Another great source is the ggplot2 reference section on the tidyverse site. This page contains a nice, concise summary of how to call and customize plot objects. I recommend starting there because (1) it is created and maintained by the ggplot2 developers (and, thus, is authoritative) and (2) the reference page contains all the function calls in an organized list, for which you can conduct a ‘control/command F’ search. You can also print this RStudio ggplot2 cheat sheet to reference while coding.

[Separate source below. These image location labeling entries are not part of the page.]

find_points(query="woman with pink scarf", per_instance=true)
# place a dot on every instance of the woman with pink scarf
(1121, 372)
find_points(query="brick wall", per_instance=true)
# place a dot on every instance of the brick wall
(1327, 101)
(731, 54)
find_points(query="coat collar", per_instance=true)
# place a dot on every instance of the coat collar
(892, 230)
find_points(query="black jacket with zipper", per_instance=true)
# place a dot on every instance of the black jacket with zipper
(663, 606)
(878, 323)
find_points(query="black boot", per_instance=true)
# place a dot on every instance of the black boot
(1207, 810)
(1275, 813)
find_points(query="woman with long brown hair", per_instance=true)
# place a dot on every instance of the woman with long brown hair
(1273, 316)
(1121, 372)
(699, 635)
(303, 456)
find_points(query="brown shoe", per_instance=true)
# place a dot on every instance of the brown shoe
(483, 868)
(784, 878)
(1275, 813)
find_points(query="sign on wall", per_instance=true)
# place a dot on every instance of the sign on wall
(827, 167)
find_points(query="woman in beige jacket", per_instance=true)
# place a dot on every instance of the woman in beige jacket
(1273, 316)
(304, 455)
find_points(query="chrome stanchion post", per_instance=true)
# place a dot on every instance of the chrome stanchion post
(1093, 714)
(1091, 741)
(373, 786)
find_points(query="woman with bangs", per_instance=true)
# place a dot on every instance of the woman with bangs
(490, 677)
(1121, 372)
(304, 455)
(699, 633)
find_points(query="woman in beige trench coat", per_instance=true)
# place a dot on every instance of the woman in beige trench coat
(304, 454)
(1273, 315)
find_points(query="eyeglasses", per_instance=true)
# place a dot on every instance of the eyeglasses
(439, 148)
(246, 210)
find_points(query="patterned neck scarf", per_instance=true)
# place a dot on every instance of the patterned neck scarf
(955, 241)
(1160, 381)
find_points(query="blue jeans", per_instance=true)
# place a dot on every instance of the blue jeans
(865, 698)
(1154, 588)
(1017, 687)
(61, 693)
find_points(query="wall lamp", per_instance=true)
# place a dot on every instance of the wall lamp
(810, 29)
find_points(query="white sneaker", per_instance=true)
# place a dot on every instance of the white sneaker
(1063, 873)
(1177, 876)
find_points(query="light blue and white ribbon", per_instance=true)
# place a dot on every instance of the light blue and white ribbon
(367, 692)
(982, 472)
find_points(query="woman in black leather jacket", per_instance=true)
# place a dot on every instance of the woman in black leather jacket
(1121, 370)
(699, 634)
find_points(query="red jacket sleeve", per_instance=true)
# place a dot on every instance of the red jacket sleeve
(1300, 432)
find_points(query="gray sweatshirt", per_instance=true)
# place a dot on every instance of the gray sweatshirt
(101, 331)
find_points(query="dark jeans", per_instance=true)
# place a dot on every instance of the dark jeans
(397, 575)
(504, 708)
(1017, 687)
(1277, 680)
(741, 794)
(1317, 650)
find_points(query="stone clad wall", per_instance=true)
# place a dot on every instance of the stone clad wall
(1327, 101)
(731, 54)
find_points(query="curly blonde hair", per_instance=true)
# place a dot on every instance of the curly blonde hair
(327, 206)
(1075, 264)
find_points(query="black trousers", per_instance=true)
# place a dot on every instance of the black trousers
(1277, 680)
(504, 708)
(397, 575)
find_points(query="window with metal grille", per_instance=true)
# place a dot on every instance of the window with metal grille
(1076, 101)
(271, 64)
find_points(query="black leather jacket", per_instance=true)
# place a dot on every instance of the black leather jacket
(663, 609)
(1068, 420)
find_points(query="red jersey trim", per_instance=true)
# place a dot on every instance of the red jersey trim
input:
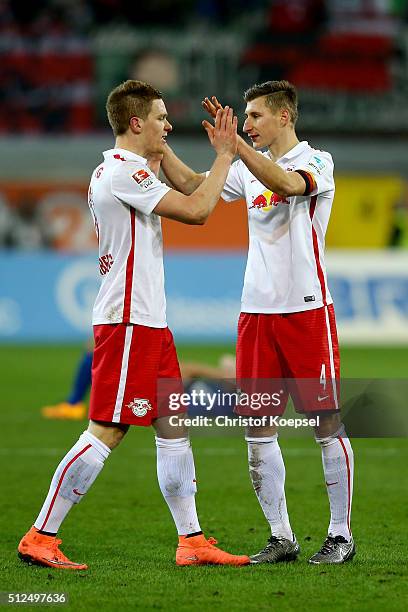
(129, 270)
(319, 269)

If you would like some hands-on training in ggplot2, look for tutorials or webinars like this one from Dr. Samantha Tyner, the creator and maintainer of geomnet, a ggplot2 extension. Speaking of which, the R community has created a large number of ggplot2 extensions for different data visualization needs. If you are thinking about a custom ggplot style, it probably already exists! Before building your own (which is sometimes necessary and/or fun), take a look at this compilation of ggplot2 extensions.

4.13 Chapter 4 Homework

You will continue to work with the ozone measurement data introduced in the previous chapter.

On Canvas, download the R Markdown template (.Rmd), which includes a description of the data, the homework questions, and the general framework of code-figure-text integration, including the framework for a code appendix. Save the data and template files in your local R Project in the /data and /homework folders, respectively. You should already have the ozone data (.csv) saved in your /data folder.

Remember to check and set your working directory (e.g., Session > Set Working Directory > To Source File Location) to point from the R Markdown file and detect the data file in /data and also points to /figs as the place to save figures and images, which is determined in the R Markdown global option chunk I include in the R Markdown template.

This homework assignment is due at the start of the class when we begin Chapter 5. We will look for the R Markdown file and the corresponding knitted PDF or HTML document within your /homework file. Remember, make regular, memorable commits, so you never lose your work. Your work will be considered late if the latest knit occurs after the deadline.